AdaFruit and Haiku USB

Something of a disappointment… Being so far behind the curve, I decided it was time to start playing with a microcontroller or two. I got all motivated when I saw an article (in IEEE Spectrum) that mentioned the latest AdaFruit boards with built in Python! The blurb says that they just present a pseudo disk drive to USB, with a ‘main.py’ on it that one can edit. So I gleefully ordered a “Trinket M0”. Should work with any OS [they said…]

Unfortunately not. When I try to mount (on my usual year or so old hrev) I get “General OS Error”! I switched to a rather newer version (still not all that recent) and rather than posting an error panel it just freezes and probably KDLs. At some point I’ll update the kernel again, but I’m not hopeful.

On the earlier hrev, SerialConnect works fine with the Python REPL provided, but not in the newer one! A stream of garbage pours out.

Of course it’s all as advertised in Linux. I looked at the mount parameters of the Trinket and a simple USB stick and they’re identical, so I’ve no idea what’s foiling Haiku. Shame – I was hoping to work from there.

As you guess, Haiku USB or mass storage support over USB have still some bugs.
Could you retry to connect your AdaFruit to a a recent hrev of Haiku and grab the syslog (after reboot if it crash), there should be some valuable USB errors that could help us to find what’s wrong?
Filing a bug on dev.haiku-os.org with these attachment will be very helpful.

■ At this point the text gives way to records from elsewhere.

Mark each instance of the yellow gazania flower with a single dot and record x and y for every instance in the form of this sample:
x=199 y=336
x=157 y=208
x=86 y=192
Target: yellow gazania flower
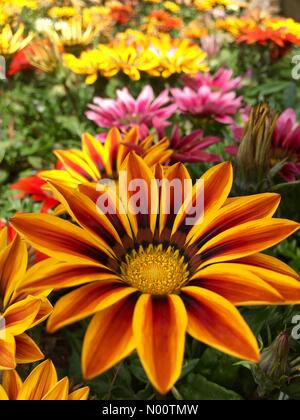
x=194 y=30
x=149 y=277
x=171 y=6
x=11 y=42
x=127 y=59
x=41 y=384
x=207 y=5
x=179 y=57
x=289 y=25
x=18 y=311
x=235 y=25
x=103 y=161
x=87 y=64
x=31 y=4
x=44 y=55
x=96 y=14
x=62 y=12
x=72 y=32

Regarding SerialConnect, I suspect there is a usb mode switch required to turn the Trinket from usb mass storage device to a ACM device. Some udev on linux should do it by default, but not on Haiku.

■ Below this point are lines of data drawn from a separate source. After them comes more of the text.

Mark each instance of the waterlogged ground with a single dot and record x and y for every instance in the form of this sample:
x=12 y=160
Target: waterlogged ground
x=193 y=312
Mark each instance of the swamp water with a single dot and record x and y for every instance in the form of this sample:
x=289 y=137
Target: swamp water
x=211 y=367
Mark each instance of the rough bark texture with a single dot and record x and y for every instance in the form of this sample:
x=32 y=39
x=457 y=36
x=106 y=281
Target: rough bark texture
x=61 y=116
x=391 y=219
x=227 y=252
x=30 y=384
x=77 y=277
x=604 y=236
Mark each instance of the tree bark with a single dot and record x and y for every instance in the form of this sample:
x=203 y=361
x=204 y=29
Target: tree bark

If you can connect to it, then it is already in serial mode and published a device in /dev/ports/usb0. So it is unlikely that a mode switch would help.

A “listusb -v” would be useful, to see if it is a standard ACM device or one of the custom ones (FTDI, Prolific, …). ACM looks more probable as there is no external USB serial converter on-board. But it’s quite possible our driver has a problem with the particular configuration (maybe it just uses the wrong endpoints). Maybe it’s possible to fix the problem on that side just by looking at the output of listusb and the usb serial driver.

For the mass storage part we will indeed need a syslog or KDL backtrace.

Thanks for your responses, Philippe and Adrien. I’m somewhat occupied with other things right now (that Trinket, for example :slight_smile:) but I’ll try to dig out some debugging info later. I’ll need to update a partition first, though.

[I’ll confess I have great reluctance to updating these days. Every time I do, something else breaks, but my 2-yearold hrev is fine for e.g. MusicWeaver and Csound (and the browsers at least work) so I’m not going to move away from that except for experimenting. As an example of breakage, the latest I have – hrev50559 – clobbers two of my USB ports! Yes, I should investigate and submit a ticket, but motivation is low.]

The more you wait before creating tickets, the harder it becomes to solve them. Because devs forget what they were working on, they moved to other things, etc. Going through 2 years of change to find when exactly the problems started happening is not going to be fun.